Restrictions on Frustrating Action
Amendments to Rule 21 of the Takeover Code
Restrictions on Frustrating Action - Amendments to Rule 21 of the Takeover Code
Following its earlier consultation in May, the Takeover Panel (the Panel) has published amendments to Rule 21 of the Takeover Code (the Code) with regards to restrictions on frustrating action. These amendments will take effect on 11 December 2023 and will apply to all companies and transactions that are subject to the Code including on-going transactions that straddle this date (provided the changes are not given retrospective effect).
Rule 21 deals with the following aspects:
- restrictions on the board of a target company taking frustrating action in relation to an offer (21.1);
- the obligation to provide equal information to competing bidders (to prevent the directors of a target company from being able to frustrate a competing offer by providing important information only to a ‘preferred’ bidder) (21.3); and
- the requirement to provide the independent directors of a target company (who may be less involved in the day-to-day management of the business) with any information provided to external providers of finance on a management buy-out or similar transaction (21.4).
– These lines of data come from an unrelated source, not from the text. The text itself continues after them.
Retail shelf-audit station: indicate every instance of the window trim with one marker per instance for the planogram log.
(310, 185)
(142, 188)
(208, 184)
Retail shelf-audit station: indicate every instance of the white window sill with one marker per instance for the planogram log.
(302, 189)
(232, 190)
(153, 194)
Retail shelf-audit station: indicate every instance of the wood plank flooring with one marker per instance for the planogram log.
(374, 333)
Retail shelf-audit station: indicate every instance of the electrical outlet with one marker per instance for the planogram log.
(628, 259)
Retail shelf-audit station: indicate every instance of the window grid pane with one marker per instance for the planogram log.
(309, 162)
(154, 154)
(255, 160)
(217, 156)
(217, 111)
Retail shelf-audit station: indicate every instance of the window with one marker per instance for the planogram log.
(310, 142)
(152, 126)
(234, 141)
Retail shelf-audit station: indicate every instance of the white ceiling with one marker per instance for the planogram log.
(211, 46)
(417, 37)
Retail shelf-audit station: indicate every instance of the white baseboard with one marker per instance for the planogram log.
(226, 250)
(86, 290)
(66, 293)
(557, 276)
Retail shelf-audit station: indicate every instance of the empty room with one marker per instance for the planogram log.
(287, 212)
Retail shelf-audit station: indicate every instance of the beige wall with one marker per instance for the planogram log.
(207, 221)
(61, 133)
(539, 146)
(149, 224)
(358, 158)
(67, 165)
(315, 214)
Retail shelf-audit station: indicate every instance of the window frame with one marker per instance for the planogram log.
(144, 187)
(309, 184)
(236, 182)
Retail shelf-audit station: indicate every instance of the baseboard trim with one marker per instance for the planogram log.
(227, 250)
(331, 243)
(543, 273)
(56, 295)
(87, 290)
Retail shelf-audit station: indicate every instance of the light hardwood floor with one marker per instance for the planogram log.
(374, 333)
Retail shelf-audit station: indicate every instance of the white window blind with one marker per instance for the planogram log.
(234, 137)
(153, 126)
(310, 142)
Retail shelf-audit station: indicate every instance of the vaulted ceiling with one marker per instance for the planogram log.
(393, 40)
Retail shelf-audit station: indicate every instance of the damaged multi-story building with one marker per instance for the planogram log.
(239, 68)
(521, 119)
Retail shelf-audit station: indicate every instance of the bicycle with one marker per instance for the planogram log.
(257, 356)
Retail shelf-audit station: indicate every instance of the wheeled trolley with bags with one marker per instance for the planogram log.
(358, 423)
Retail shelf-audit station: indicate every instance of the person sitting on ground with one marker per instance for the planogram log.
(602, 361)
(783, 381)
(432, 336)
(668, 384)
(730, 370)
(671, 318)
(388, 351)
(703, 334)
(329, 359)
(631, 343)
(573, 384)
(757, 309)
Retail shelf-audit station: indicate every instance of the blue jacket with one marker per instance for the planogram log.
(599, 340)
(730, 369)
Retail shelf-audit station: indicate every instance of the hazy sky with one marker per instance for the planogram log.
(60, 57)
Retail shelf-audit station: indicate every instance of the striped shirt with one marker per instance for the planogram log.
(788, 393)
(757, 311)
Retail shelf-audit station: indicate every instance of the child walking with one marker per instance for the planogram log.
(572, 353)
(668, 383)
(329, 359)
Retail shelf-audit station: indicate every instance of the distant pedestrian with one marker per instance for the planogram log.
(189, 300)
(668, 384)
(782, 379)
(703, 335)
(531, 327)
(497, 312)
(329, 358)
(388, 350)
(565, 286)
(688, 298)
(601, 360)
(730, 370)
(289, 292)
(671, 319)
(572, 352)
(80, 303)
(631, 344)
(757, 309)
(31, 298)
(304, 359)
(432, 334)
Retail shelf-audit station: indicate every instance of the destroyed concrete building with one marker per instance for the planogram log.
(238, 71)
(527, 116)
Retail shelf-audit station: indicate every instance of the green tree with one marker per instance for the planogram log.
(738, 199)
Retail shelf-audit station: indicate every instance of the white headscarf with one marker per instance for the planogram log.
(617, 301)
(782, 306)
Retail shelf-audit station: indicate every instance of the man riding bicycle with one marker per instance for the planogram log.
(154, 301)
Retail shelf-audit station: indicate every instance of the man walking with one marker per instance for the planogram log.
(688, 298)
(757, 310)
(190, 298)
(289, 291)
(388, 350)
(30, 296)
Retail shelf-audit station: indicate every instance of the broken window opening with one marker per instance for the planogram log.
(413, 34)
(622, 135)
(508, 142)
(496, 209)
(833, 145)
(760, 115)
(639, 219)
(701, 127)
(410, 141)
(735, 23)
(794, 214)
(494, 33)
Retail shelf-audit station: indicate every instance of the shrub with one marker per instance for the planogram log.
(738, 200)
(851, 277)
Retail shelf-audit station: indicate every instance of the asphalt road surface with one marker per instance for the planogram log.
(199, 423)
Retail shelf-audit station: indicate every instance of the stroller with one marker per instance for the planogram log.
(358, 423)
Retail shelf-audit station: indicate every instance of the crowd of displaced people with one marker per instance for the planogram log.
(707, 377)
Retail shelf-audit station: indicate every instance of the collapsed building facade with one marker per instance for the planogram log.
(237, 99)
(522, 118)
The main changes amend Rule 21.1 so that the board of a target company would not be restricted from taking an action that either is not material or is in the ordinary course of its business and would not result in an offer or bona fide possible offer being frustrated. The aim of the changes is to increase flexibility for target companies to carry on their ordinary course activities, including where these involve buying and selling assets, and to provide greater clarity as to the actions that will and will not be restricted. A target company will still be required to consult the Panel about any intended action that could be restricted by Rule 21.
A new Practice Statement No. 34 has been published which provides additional guidance on how Rule 21.1 is normally interpreted and applied.
There have also been amendments to Rules 21.3 and 21.4 to ensure that a bidder or bona fide potential bidder is not denied access to the target company’s information on a technicality and to reduce the administrative burden on the parties to an offer where information is requested.